Scientists just discovered hundreds of hidden galaxies behind the Milky Way, reported Fox News.

The discovery was made possible thanks to a new telescope view taken using an Australian radio telescope installed at the Commonwealth Scientific and Industrial Research Organization (CSIRO) Parkes Observatory in Australia. Despite being 250 million light years away from the Milky Way, which is very close if regarded on an astronomical scale, these galaxies were hidden from view until now.

Powered by a 21-centimeter (8.3-inches) multibeam receiver, the radio telescope was able to map the sky 13 times faster than the most recent observation taken by the observatory, allowing the scientists to explore previously hidden regions behind the dust and gas of the Milky Way.

Lister Staveley-Smith, science director of the International Centre for Radio Astronomy Research (ICRAR) confirmed that the team found 883 galaxies behind the Milky Way, one third of which have never been observed before.

“The Milky Way is very beautiful, of course, and it’s very interesting to study our own galaxy, but it completely blocks out the view of the more distant galaxies behind it.”

The discovery of hidden galaxies behind the Milky Way bolsters the theory of the Great Attractor, a region of space that scientists say pulls on the Milky Way and thousands of other galaxies with a force equivalent to a million billion suns.

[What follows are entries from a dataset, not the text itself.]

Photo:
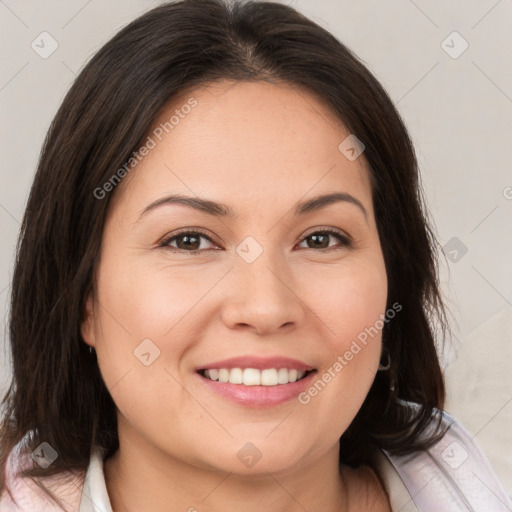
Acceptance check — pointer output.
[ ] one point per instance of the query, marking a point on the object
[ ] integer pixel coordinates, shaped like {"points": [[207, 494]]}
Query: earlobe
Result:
{"points": [[87, 326]]}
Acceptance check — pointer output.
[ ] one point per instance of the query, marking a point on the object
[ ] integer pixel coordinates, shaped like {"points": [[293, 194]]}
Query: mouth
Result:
{"points": [[255, 388], [254, 376]]}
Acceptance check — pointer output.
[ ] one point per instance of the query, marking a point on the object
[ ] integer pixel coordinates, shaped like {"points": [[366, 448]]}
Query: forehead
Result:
{"points": [[246, 141]]}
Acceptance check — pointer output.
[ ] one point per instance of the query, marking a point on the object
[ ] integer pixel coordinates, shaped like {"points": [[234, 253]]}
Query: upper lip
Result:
{"points": [[260, 363]]}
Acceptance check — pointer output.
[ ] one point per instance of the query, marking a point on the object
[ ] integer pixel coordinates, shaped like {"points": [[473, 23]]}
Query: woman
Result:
{"points": [[226, 285]]}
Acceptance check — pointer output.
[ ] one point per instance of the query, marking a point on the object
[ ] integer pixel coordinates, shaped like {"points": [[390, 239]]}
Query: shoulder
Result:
{"points": [[452, 475], [29, 497]]}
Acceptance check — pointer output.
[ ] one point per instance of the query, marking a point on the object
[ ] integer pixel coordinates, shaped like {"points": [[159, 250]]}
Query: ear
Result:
{"points": [[87, 327]]}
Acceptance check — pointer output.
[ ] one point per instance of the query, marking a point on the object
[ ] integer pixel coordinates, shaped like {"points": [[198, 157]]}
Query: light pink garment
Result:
{"points": [[452, 476]]}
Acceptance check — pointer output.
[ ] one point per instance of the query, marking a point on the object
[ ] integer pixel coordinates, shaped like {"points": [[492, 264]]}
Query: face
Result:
{"points": [[180, 290]]}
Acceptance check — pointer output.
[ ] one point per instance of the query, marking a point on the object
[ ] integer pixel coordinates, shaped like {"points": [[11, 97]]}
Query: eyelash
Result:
{"points": [[345, 241]]}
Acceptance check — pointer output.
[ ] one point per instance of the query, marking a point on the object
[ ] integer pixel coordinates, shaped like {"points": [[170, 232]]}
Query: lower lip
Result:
{"points": [[259, 396]]}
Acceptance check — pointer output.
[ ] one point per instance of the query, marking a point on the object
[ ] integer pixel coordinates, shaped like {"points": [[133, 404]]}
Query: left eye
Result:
{"points": [[190, 241]]}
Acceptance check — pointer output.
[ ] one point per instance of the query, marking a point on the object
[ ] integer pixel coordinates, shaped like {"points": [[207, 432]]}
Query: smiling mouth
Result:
{"points": [[254, 376]]}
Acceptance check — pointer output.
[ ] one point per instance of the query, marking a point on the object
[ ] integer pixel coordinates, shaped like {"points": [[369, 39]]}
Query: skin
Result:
{"points": [[259, 148]]}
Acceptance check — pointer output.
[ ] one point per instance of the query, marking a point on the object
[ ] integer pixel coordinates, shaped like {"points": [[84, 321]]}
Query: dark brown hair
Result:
{"points": [[57, 394]]}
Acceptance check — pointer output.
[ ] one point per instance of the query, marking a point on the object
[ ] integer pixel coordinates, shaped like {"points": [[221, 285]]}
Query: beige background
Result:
{"points": [[458, 110]]}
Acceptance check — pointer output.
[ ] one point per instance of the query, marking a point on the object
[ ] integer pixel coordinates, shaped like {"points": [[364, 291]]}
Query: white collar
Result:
{"points": [[95, 496]]}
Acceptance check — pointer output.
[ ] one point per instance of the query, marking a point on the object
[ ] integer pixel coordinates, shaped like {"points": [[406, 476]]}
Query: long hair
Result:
{"points": [[57, 394]]}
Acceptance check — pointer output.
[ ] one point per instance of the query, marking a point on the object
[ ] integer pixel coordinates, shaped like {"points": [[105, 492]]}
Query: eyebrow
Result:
{"points": [[222, 210]]}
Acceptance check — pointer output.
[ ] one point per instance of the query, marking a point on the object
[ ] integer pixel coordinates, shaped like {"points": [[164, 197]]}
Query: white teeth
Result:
{"points": [[255, 377]]}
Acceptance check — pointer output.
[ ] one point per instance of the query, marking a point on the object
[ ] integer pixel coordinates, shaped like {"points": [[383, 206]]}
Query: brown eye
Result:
{"points": [[321, 239], [186, 241]]}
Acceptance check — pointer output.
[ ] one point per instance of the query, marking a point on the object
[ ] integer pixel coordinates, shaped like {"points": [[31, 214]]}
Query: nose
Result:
{"points": [[262, 297]]}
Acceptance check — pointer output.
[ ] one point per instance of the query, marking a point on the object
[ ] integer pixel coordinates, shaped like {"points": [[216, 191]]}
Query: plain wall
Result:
{"points": [[458, 111]]}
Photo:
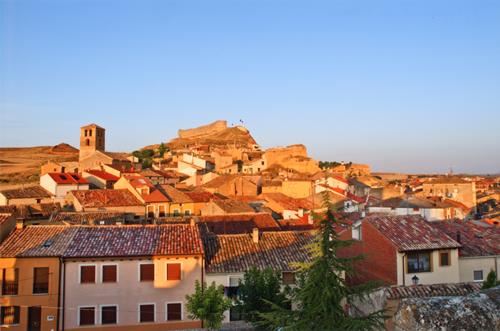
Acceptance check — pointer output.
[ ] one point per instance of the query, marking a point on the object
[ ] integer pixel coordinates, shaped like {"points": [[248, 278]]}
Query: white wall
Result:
{"points": [[485, 263], [438, 275]]}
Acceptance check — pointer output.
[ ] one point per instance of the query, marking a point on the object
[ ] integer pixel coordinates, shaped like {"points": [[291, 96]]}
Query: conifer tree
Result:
{"points": [[322, 295]]}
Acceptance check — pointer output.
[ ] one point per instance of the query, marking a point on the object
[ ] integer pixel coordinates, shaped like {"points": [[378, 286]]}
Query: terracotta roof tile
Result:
{"points": [[27, 192], [67, 178], [476, 239], [242, 223], [237, 253], [410, 233], [135, 240], [106, 198], [38, 241]]}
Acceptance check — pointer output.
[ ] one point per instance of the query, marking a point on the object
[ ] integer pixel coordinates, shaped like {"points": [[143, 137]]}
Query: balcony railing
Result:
{"points": [[40, 288], [10, 288]]}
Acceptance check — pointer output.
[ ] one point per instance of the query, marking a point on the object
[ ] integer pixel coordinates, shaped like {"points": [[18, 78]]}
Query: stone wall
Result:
{"points": [[203, 130]]}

Scientists have been doing extensive research to learn more about the Great Attractor since finding major deviations in space in the 1970s.

Scientists and researchers have suspected for decades that the Milky Way and its neighboring galaxies are headed towards a blank region in space at around 14 million miles an hour. Realizing that the figure doesn’t coincide with the speed with which the universe is thought to be expanding, experts hypothesized the existence of the Great Attractor region, which pulls on these galaxies (including the Milky Way) with the force of a million billion suns.

“We don’t actually understand what’s causing this gravitational acceleration on the Milky Way or where it’s coming from.”

“We know that in this region there are a few very large collections of galaxies we call clusters or superclusters, and our whole Milky Way is moving towards them at more than two million kilometers [1.2 million miles] per hour.”

“It seems that the Great Attractor consists of many galaxies and clusters of galaxies lying in a very large region of space. Just why such a large overdensity of galaxies lies in that region is a mystery, although cosmological theory does seem to confirm that, occasionally, such large mass concentrations should occur.”

The discovery should prove valuable to scientists in terms of learning more about the movement of the Milky Way in space. By identifying new structures in space, including three new galaxy concentrations (NW1, NW2 and NW3) and two new clusters (CW1 and CW2), scientists have taken a major leap in mapping out galaxy distribution.

Renée Kraan-Korteweg from University of Cape Town said that scientists and researchers have been trying to observe the region behind the Milky Way for decades, reported Astronomy Magazine.

“We’ve used a range of techniques, but only radio observations have really succeeded in allowing us to see through the thickest foreground layer of dust and stars.

“An average galaxy contains 100 billion stars, so finding hundreds of new galaxies hidden behind the Milky Way points to a lot of mass we didn’t know about until now.”

Renée also pointed out that finding hundreds of galaxies behind the Milky Way isn’t very surprising, given the large amount of dust and stars blocking their view. But while the team expected to spot hundreds of galaxies behind the Milky Way, they had no idea about their distribution in space. Their new discovery, however, made it all possible.